Les Argentins achètent moins de livres mais leur président publie : la Foire du livre de Buenos Aires, événement littéraire majeur d’Amérique latine, se tient sur fond de sinistrose et vent de rébellion face au dirigeant dérégulateur, Javier Milei, lui-même essayiste.
Quel est le sens de célébrer un salon du livre dans un pays où chaque jour la pauvreté, l’indigence augmentent avec des milliers de licenciements ? Le livre «a une signification très spéciale en cette période (...) il représente tout ce qui est attaqué dans le monde de la culture».
Ovationnée à son discours d’ouverture de la Foire, l’écrivaine Liliana Heker, 81 ans, a donné le ton d’une littérature en résistance contre une politique d’austérité et de dérégulation, sous le gouvernement ultralibéral du président Milei depuis décembre, qui affecte crédits culturels, universitaires, et la lecture elle-même. «En janvier, les libraires nous parlaient d’une chute des ventes de 20% sur un an, en février de 25%, et en mars de quasi 40%», assure à l’AFP Juan Pampin, président de la maison d’édition indépendante Corregidores et de la Chambre argentine du livre.
Le livre souffre de tous côtés : côté matière première, dont les prix ont explosé avec la dévaluation de 54% en décembre, faisant monter le prix des produits importés (donc payés en dollars). Et côté pouvoir d›achat du lecteur, étranglé par une inflation cumulant à 288% sur un an.
La ville des libraires
Dans les libraires du centre de Buenos Aires, les dernières parutions se vendent en moyenne autour de 18 000 pesos (18 euros), dans un pays où le salaire minimum dépasse à peine 202 000 pesos (211 euros). Et pourtant, un projet gouvernemental prévoyait de déréguler les prix du livre, abrogeant une loi qui protégeait les petits libraires.
L’onde de choc est forte dans une Argentine à la fibre littéraire, la patrie de Borges, Cortazar, Sabato. Un pays qui, symboliquement, fut le premier en Amérique latine «à réaliser des traductions abandonnant l’espagnol standard, pour incorporer des termes latinoaméricains», souligne M. Pampin. Un pays, qui «de loin en Amérique latine compte le plus de libraires par habitant», entre 1000 et 1200, en grande majorité à Buenos Aires.
La Foire du livre (25 avril-13 mai) accueille quelque 1500 exposants d’une quarantaine de pays, plus d’un millier de propositions culturelles diverses, entre conférences, ateliers, débats. Mais pour la première année, symboliquement, le gouvernement n’y a pas de stand, symptôme d’une aigreur ambiante entre le monde de la culture et l’administration Milei. Simple question «d’économie», a insisté le porte-parole présidentiel, selon lequel un stand aurait coûté plus de 303 000 euros «une somme exorbitante, complètement folle pour la période que nous vivons.»

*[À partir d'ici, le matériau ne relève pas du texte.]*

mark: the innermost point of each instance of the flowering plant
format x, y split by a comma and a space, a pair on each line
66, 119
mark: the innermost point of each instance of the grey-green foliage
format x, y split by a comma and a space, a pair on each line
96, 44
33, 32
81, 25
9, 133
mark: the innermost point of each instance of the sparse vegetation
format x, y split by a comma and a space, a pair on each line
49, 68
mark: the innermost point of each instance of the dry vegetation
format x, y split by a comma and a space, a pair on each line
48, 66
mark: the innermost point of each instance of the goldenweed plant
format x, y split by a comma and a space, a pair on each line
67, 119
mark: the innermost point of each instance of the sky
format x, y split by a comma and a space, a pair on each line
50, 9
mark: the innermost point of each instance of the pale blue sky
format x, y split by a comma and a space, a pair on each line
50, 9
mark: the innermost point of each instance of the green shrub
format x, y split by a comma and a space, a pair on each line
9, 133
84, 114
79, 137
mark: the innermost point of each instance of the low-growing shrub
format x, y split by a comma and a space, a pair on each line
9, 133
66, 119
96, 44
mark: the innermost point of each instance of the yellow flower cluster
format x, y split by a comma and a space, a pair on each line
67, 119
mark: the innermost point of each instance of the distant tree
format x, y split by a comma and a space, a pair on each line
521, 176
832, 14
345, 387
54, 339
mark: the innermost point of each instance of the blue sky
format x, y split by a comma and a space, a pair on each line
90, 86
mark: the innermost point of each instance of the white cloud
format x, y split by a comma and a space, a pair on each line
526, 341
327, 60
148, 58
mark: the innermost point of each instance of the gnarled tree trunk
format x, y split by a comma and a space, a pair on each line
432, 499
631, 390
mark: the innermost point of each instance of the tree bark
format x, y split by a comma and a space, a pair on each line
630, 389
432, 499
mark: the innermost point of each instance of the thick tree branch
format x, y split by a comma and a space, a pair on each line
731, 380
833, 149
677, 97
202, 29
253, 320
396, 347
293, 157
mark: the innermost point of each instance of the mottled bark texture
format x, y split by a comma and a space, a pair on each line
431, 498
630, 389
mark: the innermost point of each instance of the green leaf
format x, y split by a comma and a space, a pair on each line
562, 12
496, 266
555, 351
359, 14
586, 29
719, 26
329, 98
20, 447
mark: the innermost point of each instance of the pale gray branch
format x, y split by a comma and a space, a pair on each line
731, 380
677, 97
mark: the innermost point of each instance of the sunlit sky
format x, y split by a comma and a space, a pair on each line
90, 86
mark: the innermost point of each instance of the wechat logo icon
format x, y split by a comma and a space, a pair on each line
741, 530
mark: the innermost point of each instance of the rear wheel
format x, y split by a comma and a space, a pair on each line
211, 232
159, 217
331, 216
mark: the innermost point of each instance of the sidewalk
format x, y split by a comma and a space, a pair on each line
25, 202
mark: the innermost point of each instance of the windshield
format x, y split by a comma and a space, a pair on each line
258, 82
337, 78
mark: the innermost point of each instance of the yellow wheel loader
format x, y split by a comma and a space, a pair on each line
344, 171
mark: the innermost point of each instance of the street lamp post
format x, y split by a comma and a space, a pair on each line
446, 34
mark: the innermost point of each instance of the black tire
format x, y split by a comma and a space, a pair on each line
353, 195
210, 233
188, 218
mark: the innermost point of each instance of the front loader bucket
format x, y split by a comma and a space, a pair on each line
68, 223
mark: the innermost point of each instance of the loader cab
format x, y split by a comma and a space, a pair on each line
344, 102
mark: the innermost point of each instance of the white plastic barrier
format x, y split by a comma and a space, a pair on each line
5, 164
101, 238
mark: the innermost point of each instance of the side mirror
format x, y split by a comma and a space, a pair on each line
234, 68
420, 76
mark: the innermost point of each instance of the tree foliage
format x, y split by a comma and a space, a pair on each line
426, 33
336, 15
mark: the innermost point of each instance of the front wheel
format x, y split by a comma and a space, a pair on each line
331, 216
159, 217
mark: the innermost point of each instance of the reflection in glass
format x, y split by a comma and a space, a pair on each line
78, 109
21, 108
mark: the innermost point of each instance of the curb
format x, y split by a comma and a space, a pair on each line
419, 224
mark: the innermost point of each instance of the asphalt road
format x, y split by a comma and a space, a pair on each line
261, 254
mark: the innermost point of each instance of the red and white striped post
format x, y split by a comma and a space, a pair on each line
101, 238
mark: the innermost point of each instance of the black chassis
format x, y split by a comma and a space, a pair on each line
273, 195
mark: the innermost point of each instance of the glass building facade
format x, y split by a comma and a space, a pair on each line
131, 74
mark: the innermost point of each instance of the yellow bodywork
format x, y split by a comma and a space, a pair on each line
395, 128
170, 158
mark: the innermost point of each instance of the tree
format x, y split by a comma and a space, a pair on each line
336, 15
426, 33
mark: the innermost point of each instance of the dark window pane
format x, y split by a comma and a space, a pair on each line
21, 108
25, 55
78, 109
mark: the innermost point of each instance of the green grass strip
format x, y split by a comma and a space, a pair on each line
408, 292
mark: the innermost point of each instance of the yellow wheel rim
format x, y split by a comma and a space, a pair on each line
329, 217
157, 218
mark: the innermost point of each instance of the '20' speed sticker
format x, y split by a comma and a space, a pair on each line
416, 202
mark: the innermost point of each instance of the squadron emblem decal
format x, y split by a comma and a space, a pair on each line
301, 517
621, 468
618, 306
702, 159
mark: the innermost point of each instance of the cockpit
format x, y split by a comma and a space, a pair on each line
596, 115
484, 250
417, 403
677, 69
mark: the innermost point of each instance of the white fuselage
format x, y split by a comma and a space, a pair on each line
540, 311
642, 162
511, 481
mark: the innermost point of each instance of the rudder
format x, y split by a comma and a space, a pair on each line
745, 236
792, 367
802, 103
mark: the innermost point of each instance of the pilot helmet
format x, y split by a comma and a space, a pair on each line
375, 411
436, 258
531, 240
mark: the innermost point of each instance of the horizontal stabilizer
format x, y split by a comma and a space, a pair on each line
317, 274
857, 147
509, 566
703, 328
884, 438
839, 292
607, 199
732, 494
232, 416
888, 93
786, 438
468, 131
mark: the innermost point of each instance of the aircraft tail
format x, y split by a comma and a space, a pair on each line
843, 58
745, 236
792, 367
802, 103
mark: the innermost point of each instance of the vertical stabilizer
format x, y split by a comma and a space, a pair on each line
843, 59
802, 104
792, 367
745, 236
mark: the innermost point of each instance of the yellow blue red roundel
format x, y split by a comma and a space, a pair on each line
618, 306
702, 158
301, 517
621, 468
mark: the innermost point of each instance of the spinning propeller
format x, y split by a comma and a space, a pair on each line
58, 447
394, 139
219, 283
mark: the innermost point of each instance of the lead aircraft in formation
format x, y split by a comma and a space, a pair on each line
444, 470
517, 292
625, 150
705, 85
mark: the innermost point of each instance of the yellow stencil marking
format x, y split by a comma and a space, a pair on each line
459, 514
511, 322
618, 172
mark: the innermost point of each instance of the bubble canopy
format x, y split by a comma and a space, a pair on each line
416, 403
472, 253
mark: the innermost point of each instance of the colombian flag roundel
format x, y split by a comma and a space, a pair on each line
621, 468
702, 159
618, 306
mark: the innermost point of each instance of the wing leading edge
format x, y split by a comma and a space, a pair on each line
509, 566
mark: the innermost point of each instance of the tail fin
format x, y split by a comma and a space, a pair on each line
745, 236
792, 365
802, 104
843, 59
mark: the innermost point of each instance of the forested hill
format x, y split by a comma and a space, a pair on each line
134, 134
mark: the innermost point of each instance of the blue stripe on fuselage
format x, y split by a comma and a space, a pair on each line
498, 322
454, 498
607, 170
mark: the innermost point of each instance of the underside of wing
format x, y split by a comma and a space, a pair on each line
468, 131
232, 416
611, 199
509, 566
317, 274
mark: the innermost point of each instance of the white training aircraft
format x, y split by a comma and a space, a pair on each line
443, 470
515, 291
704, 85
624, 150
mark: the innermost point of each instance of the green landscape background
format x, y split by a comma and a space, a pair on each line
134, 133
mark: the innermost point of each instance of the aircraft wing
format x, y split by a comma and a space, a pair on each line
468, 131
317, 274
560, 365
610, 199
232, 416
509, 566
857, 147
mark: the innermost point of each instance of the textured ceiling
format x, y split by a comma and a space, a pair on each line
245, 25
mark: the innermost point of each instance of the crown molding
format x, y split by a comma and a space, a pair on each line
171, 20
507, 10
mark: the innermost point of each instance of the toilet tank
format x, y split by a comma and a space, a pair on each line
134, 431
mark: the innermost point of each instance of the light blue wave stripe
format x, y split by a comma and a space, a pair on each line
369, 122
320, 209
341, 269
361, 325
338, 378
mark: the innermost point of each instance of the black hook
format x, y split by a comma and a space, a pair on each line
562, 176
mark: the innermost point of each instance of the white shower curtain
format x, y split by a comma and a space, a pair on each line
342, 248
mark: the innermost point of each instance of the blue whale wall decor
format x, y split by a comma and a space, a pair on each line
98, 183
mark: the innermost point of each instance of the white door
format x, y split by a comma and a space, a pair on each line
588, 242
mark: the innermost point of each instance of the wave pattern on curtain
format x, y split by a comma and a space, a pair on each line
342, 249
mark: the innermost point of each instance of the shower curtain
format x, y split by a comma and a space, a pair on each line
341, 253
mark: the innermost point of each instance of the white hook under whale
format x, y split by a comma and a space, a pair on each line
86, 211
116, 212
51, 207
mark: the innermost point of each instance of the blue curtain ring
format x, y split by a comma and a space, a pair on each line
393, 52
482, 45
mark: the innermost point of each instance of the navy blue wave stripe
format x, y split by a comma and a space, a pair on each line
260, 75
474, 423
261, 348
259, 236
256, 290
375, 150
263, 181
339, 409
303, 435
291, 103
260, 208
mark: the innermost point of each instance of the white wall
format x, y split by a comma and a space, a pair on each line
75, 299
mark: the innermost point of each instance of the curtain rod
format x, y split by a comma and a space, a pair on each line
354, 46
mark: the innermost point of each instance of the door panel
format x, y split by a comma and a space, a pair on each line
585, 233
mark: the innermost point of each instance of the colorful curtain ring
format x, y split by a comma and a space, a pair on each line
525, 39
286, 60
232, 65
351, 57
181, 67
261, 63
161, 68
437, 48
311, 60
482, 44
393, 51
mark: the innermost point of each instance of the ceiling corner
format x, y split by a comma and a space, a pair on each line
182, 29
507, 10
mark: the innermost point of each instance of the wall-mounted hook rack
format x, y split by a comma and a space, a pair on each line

Milei, le livre et le cours magistral
«Mensonge», a répliqué la Fondation el Libro, organisatrice de la Foire qui conteste ce montant. Tandis que son président Alejandro Vaccaro s’en prend frontalement à Milei, l’accusant d’«une attaque sans pitié et sans justification» contre l’expression culturelle et de «définancement» du salon, via la fin du sponsoring par Banco Nacion, la banque publique.
Pour autant, le chef de l’Etat a accaparé l’attention de la Foire du livre. Il avait réquisitionné un vaste espace d’exposition pour présenter son livre, avec des milliers de personnes attendues, selon la présidence. Puis il a annulé ces jours-ci, invoquant le «niveau d’hostilité» envers lui «qui fait soupçonner une tentative de saboter la présentation du livre».
Ironie, Milei l’essayiste était un chéri de la même Foire ces dernières années lorsqu’économiste-polémiste en vogue des plateaux-TV, il venait présenter et signer chaque mois de mai son dernier opus devant une salle comble. C’est finalement dans une salle de concert de 8000 places, loin de la Foire, qu’il présentera fin mai son livre, en mode meeting politique.
Capitalisme, socialisme et le piège néo-classique, 18e livre de Milei, promet un narratif «de la théorie économique à l’action politique». Et l’économiste «anarcho-capitaliste» devenu président, tiendra, comme au Forum de Davos en janvier, un cours magistral d’économie, son exercice préféré.